Die weitere Entwicklung der Schuldenkrise werde zeigen, wie stark die EU-Länder zur Aufgabe von Souveränität aufgefordert sind, so Brüderle weiter. „Wir Liberale waren immer für eine europäische Verfassung.“ In jedem Fall brauche Europa gemeinsame Mechanismen, etwa im Umgang mit den Banken, unterstrich der Liberale. „Im September wird uns auch das Bundesverfassungsgericht sagen, in welchen Punkten die Grenzen des Grundgesetzes erreicht werden.“ Dann könnte in Deutschland eine Volksabstimmung über die Zukunft Europas notwendig sein.

Griechenland: Europas Solidarität ist nicht unbegrenzt

Zu den bisherigen Ergebnissen Athens, die Schuldenkrise durch Reformen in den Griff zu bekommen, sagte der Liberale: „Man kann feststellen, dass das Land - auch durch die zwei Wahlen in diesem Jahr - nicht im Zeitplan ist.“ Längst nicht alle Reformzusagen seien umgesetzt worden. Auch die wirtschaftliche Erholung stocke. „Europa hat mit rund 200 Milliarden Euro großzügig geholfen. Wir sehen mit Sorge, wie stark Kapital aus dem Land ins Ausland gebracht wurde, insbesondere durch die griechische Oberschicht“, fügte er seinen Bedenken hinzu.

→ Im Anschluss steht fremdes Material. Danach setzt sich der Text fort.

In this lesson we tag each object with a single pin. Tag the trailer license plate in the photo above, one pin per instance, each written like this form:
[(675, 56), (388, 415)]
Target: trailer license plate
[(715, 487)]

Aus politischer Sicht sei ein Austritt Griechenlands aus der Euro-Währungsunion „nicht wünschenswert“, machte Brüderle deutlich. Der Regierung in Athen müsse aber auch klar sein, dass Europa nicht unbegrenzt Solidarität zeigen könne, wenn die erwarteten Gegenleistungen nicht erbracht werden. Wirtschaftlich sei der Markt inzwischen für einen Austritt des Landes durch die Rettungsschirme EFSF und bald auch ESM gewappnet. Auch hätten Banken und Versicherungen ihre Forderungen an Griechenland weitgehend bereinigt.

„Martialische“ Forderungen nach einem Ausschluss Griechenlands aus der Währungsunion lehnt der FDP-Fraktionsvorsitzende ab – nicht zuletzt, weil auch rein rechtlich nur Athen diese Entscheidung fällen könne.